La Rioja se prepara para un nuevo capítulo electoral en 2025, y la Capital, el departamento de mayor peso demográfico, se erige como el epicentro de una contienda que promete ser más ajustada de lo habitual para el oficialismo peronista. La principal novedad radica en el debut de la Boleta Única de Papel (BUP) para la elección de los dos diputados nacionales en juego, un sistema que, según analistas, podría desdibujar ventajas históricas y obligar a una reingeniería de la estrategia política.
Tradicionalmente, el peronismo riojano capitalizó un sólido «arrastre» de votos, beneficiándose de una estructura partidaria consolidada y de la tracción generada por sus principales figuras provinciales. Sin embargo, la BUP cambia las reglas del juego.
A diferencia de la «sábana» electoral, donde el votante recibía una lista completa y el «corte» era una excepción, la boleta única facilita la elección individual de candidatos por categoría. Esto significa que los votantes de Capital podrán discernir más fácilmente sus preferencias para diputados nacionales, incluso si sus simpatías a nivel provincial o presidencial apuntan a otra fuerza. Este escenario abre la puerta a un posible «corte de boleta» masivo, diluyendo la ventaja inercial que el oficialismo podría haber tenido en comicios anteriores.
En este contexto de mayor fragmentación potencial del voto, la gestión se vuelve una herramienta fundamental. Una muestra de ello es la reciente actividad de la ministra de Infraestructura, Marcela del Moral. A través de su cuenta de X (anteriormente Twitter), la funcionaria compartió un mensaje que resuena con la estrategia oficialista: «Junto a Raúl Andalor y Gonzalo Bustos trabajamos en una planificación conjunta para mejorar la infraestructura vial de Capital. Planificación conjunta para mejorar la ciudad».
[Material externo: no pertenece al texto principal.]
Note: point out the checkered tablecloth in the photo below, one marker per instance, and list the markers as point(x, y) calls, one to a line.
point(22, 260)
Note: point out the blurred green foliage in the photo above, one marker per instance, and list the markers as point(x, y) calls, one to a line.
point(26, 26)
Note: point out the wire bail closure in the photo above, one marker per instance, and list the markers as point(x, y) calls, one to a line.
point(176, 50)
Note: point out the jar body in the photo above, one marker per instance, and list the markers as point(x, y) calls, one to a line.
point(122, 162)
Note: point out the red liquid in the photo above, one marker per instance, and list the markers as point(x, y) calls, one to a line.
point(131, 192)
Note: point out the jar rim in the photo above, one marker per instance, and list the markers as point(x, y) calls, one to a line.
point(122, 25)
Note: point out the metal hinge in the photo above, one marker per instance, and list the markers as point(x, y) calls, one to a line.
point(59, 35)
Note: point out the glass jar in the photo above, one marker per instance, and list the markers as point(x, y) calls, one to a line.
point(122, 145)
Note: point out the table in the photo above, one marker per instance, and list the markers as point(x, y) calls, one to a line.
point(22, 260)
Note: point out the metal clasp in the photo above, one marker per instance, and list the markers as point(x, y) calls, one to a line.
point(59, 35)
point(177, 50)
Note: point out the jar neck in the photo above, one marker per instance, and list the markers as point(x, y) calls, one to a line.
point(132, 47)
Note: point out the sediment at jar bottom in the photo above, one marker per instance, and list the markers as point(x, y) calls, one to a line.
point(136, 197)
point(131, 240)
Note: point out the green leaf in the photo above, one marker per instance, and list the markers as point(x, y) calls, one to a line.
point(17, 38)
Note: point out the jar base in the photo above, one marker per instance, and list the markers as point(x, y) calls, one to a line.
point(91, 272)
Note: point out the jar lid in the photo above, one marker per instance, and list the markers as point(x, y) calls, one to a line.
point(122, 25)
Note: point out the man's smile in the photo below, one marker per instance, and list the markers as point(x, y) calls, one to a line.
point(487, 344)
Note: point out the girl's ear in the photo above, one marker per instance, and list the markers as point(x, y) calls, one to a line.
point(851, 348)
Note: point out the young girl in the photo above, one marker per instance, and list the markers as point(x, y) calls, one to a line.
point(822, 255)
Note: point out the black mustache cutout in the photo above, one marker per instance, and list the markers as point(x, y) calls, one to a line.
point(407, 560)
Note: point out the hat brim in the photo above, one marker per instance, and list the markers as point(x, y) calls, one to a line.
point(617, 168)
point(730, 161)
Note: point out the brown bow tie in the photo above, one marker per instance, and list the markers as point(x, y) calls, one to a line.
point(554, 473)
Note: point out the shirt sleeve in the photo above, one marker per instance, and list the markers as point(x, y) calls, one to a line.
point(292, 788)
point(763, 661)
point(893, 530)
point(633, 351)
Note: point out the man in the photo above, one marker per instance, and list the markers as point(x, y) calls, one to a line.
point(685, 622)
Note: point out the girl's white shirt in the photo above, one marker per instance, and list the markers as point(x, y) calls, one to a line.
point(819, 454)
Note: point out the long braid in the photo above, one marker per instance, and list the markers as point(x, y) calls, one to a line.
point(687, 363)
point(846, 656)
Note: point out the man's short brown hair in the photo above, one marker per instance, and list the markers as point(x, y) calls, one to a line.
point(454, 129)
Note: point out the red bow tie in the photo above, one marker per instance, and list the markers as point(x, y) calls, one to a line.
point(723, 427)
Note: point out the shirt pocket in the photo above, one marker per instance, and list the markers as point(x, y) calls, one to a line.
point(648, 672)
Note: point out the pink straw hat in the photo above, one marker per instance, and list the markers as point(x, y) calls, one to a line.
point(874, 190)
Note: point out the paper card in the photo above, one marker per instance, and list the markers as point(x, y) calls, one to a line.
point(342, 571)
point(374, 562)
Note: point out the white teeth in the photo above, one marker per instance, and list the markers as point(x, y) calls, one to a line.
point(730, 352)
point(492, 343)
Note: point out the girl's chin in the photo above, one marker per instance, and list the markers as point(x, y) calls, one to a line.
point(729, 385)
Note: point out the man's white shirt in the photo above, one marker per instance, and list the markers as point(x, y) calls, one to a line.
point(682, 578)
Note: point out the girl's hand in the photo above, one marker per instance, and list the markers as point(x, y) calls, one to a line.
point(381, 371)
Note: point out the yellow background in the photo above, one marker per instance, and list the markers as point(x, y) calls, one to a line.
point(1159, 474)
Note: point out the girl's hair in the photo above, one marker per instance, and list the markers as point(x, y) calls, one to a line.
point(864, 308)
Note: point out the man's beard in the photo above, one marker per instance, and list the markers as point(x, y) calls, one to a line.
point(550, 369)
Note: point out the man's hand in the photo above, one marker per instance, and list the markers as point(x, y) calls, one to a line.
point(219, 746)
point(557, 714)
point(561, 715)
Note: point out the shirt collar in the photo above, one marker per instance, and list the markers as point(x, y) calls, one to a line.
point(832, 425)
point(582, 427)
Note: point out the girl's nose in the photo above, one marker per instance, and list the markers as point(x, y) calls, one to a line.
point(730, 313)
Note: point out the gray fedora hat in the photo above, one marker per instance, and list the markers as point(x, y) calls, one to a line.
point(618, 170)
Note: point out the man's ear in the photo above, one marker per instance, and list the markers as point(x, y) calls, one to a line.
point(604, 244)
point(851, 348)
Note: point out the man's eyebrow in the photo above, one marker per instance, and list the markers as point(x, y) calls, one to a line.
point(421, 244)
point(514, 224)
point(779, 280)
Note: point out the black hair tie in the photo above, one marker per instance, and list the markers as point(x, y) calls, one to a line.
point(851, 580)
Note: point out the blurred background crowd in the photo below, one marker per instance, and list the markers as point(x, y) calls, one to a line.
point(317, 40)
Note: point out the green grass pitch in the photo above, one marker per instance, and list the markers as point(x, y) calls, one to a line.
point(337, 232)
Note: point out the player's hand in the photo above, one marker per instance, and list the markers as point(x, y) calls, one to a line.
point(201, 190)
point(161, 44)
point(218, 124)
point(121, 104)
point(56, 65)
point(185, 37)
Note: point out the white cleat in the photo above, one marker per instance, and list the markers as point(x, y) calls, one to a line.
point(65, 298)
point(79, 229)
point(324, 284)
Este tipo de anuncios no es casual. En un panorama donde el voto ya no es una «línea completa», mostrar obras concretas y una administración activa se convierte en un pilar esencial para la campaña. La mención de Raúl Andalor y Gonzalo Bustos sugiere una articulación de fuerzas dentro del peronismo para abordar las demandas ciudadanas y consolidar un mensaje de cercanía y eficiencia. La mejora de la infraestructura vial, una preocupación constante para los vecinos de Capital, busca generar un impacto positivo directo en la percepción de la gestión.
La oposición, por su parte, observa con atención esta nueva dinámica.
El «efecto boleta única» podría otorgarle una oportunidad histórica para disputar con mayor vehemencia las dos bancas nacionales, que hasta ahora se presentaban como un desafío cuesta arriba. La capacidad de presentar candidatos con peso propio, desvinculados de un arrastre nacional o provincial garantizado, será crucial.
Así, la contienda en La Rioja Capital se perfila como un laboratorio electoral en 2025. La Boleta Única de Papel no solo representa un cambio técnico, sino una verdadera transformación en la forma de hacer política y de buscar el voto. El peronismo, consciente de este nuevo escenario, pone el foco en la gestión y la cercanía, buscando asegurar un triunfo que, esta vez, dependerá más que nunca de la elección individual de cada riojano.